De revisiter l’histoire du travail social, a l’avantage de rappeler qu’elle est faite d’affrontements d’idées souvent féroces et de renversements. Par exemple au début du XIX siècle, c’est un croisement de constat social entre, d’une part le fait que l’industrialisation exclue du travail un certain nombre d’enfants, qui du coup volent et vagabondent et remplissent les prisons, ce qui est malsain pour eux et peu productif pour la société, et d’autre part, les idées des humanistes du mouvement philanthropique, qui aboutit à la création des colonies agricoles pénitentiaires. Celles-ci marquent le début de l’institutionnalisation et de la rééducation ainsi que la formation d’un personnel adéquat... C’est un vrai progrès humaniste : pas d’enfants en prison. Le fait qu’ils soient éduqués pour pouvoir travailler va durer une cinquantaine d’année. Ce mouvement se transformera en suivant l’évolution de la société, passant de l’économie agricole à l’industrie avec du personnel de plus en plus qualifié au plan technique, accompagnés dans leurs tâches d’enseignement par des surveillants, ancêtres de l’éducateur spécialisé. Juste avant la guerre de 14, c’est à la fois l’évolution des idées sur l’éducation et la mise en place de l’enseignement laïque pour tous, qui vont transformer l’image que la société se fait de l’encadrement de ses enfants, et faire que ces endroits qui avaient été crée dans une visée de progrès social, soient désignés et dénoncés comme des bagnes d’enfants. ( Pierre-Paul Chapon. Historique de la profession d’éducateur technique spécialisé)

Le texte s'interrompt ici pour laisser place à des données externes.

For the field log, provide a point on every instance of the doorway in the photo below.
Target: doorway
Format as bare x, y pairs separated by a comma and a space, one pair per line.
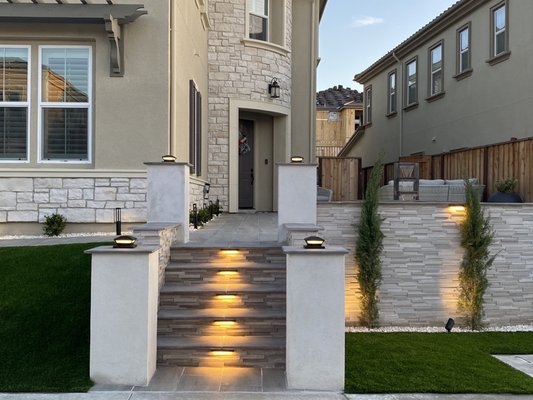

Ce mouvement de fond d’enseignement et d’éducation laïque et démocratique, du début du XX° siècle, a toujours été fortement attaqué par les tenants de la vision religieuse du monde, ces deux visées reposant sur des conceptions opposées de l’homme et de sa destinée. Cet affrontement a produit des effets d’organisations sociales que l’on peut lire et décrypter. Le renversement idéologique dû à la défaite de 1940 met en accusation l’enseignement laïque et démocratique comme responsable de la défaite justement, et c’est, comme vous le savez sûrement, le régime de Vichy, qui dans son grand souci de l’enfance déficiente et en danger moral, à crée la formation et le diplôme d’éducateur spécialisé pour contrer l’idéologie précédente au pouvoir.
Je ne veux pas vous bassiner avec trop d’histoire, mais il est toujours intéressant d’aller y jeter un œil, justement pour savoir dans quelle histoire on est pris, y compris à son insu.
( cf. les travaux de Francine Muel_Dreyfus, et un très intéressant article de Christian Rossignol : « quelques éléments pour l’histoire du conseil technique de l’enfance déficiente et en danger moral de 1943 » dans le numéro 1 de la revue d’histoire de l’enfance irrégulière ; 1998)
Le travail social a donc une histoire, faîte de mythes originaires, de zones d’ombres, de trou, de refoulement. Normal, elle est faite d’individus qui tentent de penser le monde, en fonction de leur époque et de leurs propres positionnement subjectifs.
On pourrait penser, et je le pense plus souvent qu’à mon tour, qu’au moins dans ces lointaines époques (jusqu’à il y a environ 20/30 ans) ces différences de vision du monde, qui produisent des « politiques », étaient lisibles, repérables, traduisibles et permettaient à chacun de se positionner.
En ce moment, personne ne peut se targuer d’une vision, ou de plusieurs, du monde en devenir, ça fout le bordel dans les têtes, provoque des replis identitaires et des nostalgies.
Mais souvent, pour ne pas dire toujours, l’histoire n’est lisible que dans l’après-coup.
Ce qu’on peut pressentir par contre c’est que si il n’y a pas un minimum de lisibilité, la société se défait, se détisse, s’effiloche.
Cela laisse la place à du pulsionnel en acte.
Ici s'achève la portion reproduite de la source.